Escândalo em 2020, com a revelação dos megacachês de Gusttavo Lima, os shows patrocinados pelo dinheiro público em prefeituras de cidades de orçamento modesto do interior do Brasil parece que tinham dado uma “trégua” aos mirrados cofres públicos. Mas, desde o ano passado, cresceram muito, alimentando uma bolha de prosperidade em certo espectro da música ao vivo nacional, majoritariamente sertanejo ou derivado. Uma música alinhada politicamente. Detalhe: tudo sem licitação. Em 2022, esses shows levaram o Congresso Nacional a estudar a abertura de uma CPI de investigação.
Ituiutaba (MG) contratou o grupo baiano Os Barões da Pisadinha para seu Carnaval 2024 por 450 mil reais de cachê.
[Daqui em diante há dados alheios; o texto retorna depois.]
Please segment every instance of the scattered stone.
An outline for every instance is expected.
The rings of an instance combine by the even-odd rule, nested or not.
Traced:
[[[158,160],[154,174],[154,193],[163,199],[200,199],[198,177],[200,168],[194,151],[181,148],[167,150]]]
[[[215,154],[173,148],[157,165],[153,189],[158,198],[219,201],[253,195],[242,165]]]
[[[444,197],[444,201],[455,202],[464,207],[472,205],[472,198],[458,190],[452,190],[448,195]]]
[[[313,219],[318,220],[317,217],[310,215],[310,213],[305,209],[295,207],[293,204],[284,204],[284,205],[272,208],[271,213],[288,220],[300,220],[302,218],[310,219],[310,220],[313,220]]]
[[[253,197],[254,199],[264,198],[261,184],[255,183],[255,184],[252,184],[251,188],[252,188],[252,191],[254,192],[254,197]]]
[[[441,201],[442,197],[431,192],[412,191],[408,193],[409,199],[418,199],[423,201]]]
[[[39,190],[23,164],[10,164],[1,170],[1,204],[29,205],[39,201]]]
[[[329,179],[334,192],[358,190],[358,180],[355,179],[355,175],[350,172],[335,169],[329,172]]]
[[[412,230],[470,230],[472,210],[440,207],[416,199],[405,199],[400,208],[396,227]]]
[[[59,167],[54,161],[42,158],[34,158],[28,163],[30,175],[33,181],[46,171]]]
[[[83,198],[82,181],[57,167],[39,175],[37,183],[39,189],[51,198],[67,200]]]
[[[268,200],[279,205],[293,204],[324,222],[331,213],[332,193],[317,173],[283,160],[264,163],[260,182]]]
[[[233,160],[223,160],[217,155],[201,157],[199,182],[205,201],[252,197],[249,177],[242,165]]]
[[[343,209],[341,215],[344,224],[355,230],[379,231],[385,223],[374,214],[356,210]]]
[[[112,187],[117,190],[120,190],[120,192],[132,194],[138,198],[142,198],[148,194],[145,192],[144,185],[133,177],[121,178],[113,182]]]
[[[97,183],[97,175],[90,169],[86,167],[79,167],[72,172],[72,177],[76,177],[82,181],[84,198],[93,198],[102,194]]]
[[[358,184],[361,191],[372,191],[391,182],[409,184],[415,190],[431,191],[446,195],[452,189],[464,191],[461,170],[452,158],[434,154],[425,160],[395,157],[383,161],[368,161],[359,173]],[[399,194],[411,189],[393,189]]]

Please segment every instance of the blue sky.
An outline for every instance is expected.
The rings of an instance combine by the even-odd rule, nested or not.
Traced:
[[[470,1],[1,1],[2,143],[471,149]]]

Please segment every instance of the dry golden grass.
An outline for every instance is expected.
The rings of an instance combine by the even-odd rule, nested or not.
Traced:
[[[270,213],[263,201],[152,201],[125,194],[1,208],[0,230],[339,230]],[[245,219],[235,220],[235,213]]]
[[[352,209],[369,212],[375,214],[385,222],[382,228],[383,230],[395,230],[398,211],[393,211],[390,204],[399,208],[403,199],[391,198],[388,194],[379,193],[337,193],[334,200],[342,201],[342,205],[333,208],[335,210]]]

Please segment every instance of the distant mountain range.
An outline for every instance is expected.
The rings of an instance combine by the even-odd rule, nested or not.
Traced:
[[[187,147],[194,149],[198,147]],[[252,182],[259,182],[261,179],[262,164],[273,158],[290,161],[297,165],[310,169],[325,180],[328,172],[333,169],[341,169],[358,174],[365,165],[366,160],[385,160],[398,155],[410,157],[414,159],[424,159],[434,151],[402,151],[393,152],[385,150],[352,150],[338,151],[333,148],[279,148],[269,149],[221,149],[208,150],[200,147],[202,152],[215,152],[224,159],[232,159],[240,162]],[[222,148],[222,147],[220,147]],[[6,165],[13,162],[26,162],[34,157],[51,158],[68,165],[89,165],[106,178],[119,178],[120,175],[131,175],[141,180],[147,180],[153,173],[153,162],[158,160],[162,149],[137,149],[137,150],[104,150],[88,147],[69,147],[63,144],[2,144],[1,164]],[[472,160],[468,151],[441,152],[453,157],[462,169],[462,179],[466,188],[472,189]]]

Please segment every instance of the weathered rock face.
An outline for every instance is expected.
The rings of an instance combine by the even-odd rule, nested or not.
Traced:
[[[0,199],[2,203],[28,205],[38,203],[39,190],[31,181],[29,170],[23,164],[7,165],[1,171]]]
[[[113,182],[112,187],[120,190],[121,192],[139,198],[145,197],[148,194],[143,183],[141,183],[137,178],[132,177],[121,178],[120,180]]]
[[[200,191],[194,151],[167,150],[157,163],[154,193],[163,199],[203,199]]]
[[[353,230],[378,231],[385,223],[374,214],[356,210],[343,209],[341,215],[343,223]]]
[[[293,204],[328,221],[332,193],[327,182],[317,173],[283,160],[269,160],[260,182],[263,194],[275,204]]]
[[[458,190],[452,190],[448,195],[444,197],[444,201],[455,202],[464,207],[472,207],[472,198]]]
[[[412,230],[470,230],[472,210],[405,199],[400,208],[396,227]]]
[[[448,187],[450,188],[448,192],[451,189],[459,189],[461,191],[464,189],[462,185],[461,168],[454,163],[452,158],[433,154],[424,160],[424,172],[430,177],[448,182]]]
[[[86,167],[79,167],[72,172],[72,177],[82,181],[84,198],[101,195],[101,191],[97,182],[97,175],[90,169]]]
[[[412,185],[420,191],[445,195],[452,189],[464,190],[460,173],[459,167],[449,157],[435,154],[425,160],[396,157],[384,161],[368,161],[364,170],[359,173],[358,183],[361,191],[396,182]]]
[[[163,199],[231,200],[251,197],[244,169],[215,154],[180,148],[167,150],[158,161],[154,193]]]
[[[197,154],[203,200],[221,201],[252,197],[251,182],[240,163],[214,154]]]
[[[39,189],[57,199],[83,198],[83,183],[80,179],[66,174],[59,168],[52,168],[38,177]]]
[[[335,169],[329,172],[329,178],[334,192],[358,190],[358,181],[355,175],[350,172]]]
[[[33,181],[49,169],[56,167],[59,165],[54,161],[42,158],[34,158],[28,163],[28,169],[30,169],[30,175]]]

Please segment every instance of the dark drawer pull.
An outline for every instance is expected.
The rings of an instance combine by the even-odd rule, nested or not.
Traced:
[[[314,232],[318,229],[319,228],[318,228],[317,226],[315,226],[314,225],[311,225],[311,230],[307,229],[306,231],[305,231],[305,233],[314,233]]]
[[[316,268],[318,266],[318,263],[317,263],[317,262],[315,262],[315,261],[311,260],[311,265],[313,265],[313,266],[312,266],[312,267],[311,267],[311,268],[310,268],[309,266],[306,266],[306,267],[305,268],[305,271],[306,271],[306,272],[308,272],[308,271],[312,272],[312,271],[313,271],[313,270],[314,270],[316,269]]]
No dia 5 de maio, a banda foi contratada para tocar em Barcelos (AM), também por 450 mil reais. “Considerando a subjetividade que permeia a contratação em epígrafe, verifica-se que a inexigibilidade de licitação é o meio mais adequado para a contratação na área, uma vez que a banda tem um histórico comprovado de performances bem-sucedidas em eventos similares, e o preço ofertado considera-se justo a ser desembolsado pela Administração”, registrou parecer da Prefeitura de Barcelos. No dia 11 de junho, os barões foram tocar na festa Arraial dos Buritis, em Buritizeiro (MG), por 370 mil. Os cachês pouco se alteram de um ano para o outro: no dia 9 de julho de 2023, a prefeitura de Itaguaí (RJ) desembolsou 370 mil reais para levar os Barões da Pisadinha para tocar em sua exposição agropecuária.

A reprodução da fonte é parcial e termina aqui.